Officials, however, have until July 4 to certify the election results.
Dellums was the top vote-getter among a field of six with 50.2 percent, while City Council President Ignacio De La Fuente was in second place with 33.0 percent, according to the Alameda County Registrar of Voters.
City Councilwoman Nancy Nadel was a distant third with 13.1 percent.
The county's return to paper ballots and a shortage of optical scanners to process those ballots delayed the final vote count. The county went back to low-tech voting after 4,000 Diebold Election Systems touch-screen machines failed to meet federal and state standards for last week's election.
Dellums and De La Fuente had seemed headed for a runoff, with Dellums' totals hovering just below the 50 percent he needed to win during the last few days of the vote count.
Both Democrats campaigned to replace former Gov.
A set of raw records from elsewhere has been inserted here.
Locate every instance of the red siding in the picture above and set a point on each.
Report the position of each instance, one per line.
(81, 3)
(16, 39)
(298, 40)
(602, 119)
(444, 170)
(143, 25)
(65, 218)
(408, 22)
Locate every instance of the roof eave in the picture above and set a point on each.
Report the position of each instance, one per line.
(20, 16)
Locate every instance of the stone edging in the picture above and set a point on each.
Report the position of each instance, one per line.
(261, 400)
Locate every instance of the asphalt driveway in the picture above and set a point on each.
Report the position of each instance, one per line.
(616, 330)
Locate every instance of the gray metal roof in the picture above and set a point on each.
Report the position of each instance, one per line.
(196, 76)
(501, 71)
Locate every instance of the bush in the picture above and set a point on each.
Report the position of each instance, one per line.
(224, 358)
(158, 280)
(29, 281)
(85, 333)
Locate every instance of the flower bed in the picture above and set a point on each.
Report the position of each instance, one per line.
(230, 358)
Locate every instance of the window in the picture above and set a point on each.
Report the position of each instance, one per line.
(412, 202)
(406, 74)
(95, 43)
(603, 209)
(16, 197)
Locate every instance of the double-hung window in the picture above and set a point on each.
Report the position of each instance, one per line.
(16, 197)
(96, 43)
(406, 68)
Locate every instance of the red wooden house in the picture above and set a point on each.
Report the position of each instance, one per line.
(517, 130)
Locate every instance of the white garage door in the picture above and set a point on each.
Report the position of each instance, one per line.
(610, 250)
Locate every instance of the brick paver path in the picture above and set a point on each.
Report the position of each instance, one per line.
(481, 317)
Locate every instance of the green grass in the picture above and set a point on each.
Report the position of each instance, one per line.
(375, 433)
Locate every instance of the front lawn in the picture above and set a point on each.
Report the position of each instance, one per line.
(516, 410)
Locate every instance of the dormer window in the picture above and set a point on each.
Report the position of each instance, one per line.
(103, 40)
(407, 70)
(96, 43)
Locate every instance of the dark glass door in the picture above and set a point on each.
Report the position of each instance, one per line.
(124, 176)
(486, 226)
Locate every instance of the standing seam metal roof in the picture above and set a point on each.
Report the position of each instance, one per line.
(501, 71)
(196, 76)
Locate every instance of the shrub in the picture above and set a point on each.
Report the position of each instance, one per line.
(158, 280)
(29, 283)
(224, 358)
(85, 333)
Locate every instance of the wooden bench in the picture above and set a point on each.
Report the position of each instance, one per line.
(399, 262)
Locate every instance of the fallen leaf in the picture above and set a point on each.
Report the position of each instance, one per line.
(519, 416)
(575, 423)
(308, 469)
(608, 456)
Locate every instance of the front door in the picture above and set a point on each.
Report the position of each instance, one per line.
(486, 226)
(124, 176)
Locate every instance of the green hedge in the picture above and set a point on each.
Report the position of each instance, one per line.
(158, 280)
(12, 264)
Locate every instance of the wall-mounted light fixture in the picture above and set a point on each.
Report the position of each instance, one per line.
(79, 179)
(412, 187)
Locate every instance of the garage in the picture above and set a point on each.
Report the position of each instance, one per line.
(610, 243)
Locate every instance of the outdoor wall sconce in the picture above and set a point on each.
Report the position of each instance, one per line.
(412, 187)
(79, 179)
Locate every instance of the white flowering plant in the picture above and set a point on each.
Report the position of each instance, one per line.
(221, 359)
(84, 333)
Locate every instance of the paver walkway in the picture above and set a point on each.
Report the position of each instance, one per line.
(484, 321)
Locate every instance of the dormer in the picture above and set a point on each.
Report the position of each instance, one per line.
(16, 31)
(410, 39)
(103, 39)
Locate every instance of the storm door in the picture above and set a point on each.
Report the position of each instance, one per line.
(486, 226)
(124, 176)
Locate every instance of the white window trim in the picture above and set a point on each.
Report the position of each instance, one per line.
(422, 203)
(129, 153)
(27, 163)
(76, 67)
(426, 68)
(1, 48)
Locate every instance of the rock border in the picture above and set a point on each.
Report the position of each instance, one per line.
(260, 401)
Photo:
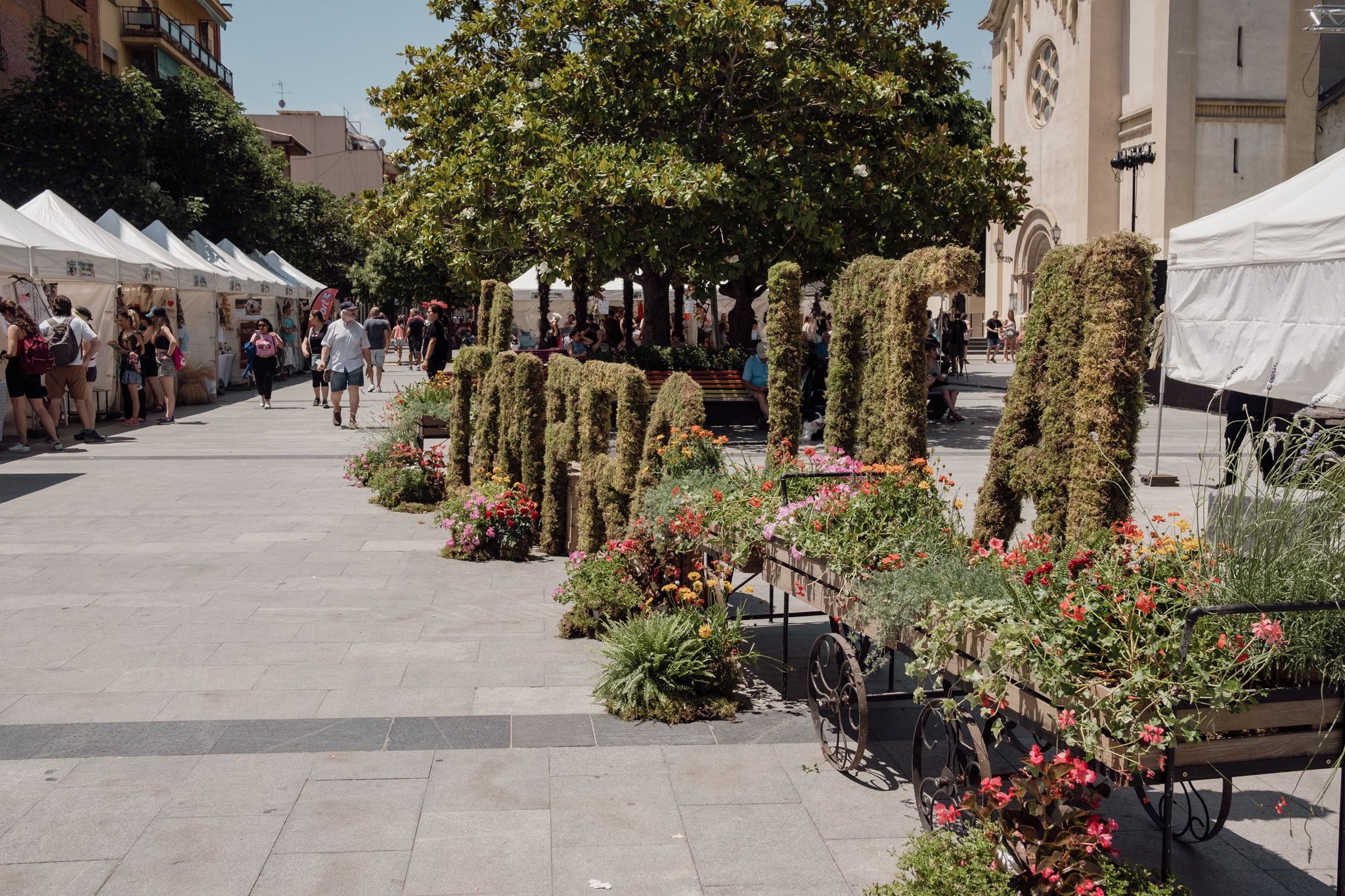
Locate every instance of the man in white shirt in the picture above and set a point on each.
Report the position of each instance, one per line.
(346, 356)
(73, 345)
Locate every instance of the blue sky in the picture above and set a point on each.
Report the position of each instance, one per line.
(328, 53)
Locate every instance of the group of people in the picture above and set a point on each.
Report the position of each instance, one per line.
(58, 356)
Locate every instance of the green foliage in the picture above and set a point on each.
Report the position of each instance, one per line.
(1115, 273)
(79, 132)
(673, 667)
(609, 137)
(783, 336)
(857, 303)
(1072, 413)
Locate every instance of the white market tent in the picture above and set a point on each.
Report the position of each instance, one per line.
(1256, 292)
(27, 249)
(271, 282)
(186, 257)
(133, 267)
(240, 281)
(278, 264)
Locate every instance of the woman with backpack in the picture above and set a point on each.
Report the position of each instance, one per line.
(162, 343)
(30, 358)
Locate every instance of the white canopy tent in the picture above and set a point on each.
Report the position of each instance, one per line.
(1256, 292)
(27, 249)
(133, 267)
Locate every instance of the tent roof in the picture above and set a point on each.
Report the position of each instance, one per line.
(187, 277)
(133, 265)
(278, 264)
(271, 282)
(240, 278)
(27, 249)
(186, 257)
(1298, 221)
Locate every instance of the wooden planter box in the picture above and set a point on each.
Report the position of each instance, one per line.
(1296, 726)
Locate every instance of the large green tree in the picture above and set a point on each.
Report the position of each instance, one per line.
(694, 141)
Jerry Brown, who was termed out of the job and won the Democratic nomination for attorney general last week.
The new mayor starts the job on Jan. 1, 2007.
During the campaign, De La Fuente emphasized his experience in city government and portrayed himself as the man who helped turn Brown's big ideas — like getting more people to live downtown — into reality.
Dellums, a former Marine who once headed the powerful House Armed Services Committee during his 27 years in Congress, cast himself as a bridge-builder who could unite Oakland's diverse communities and find solutions to its crime and education problems.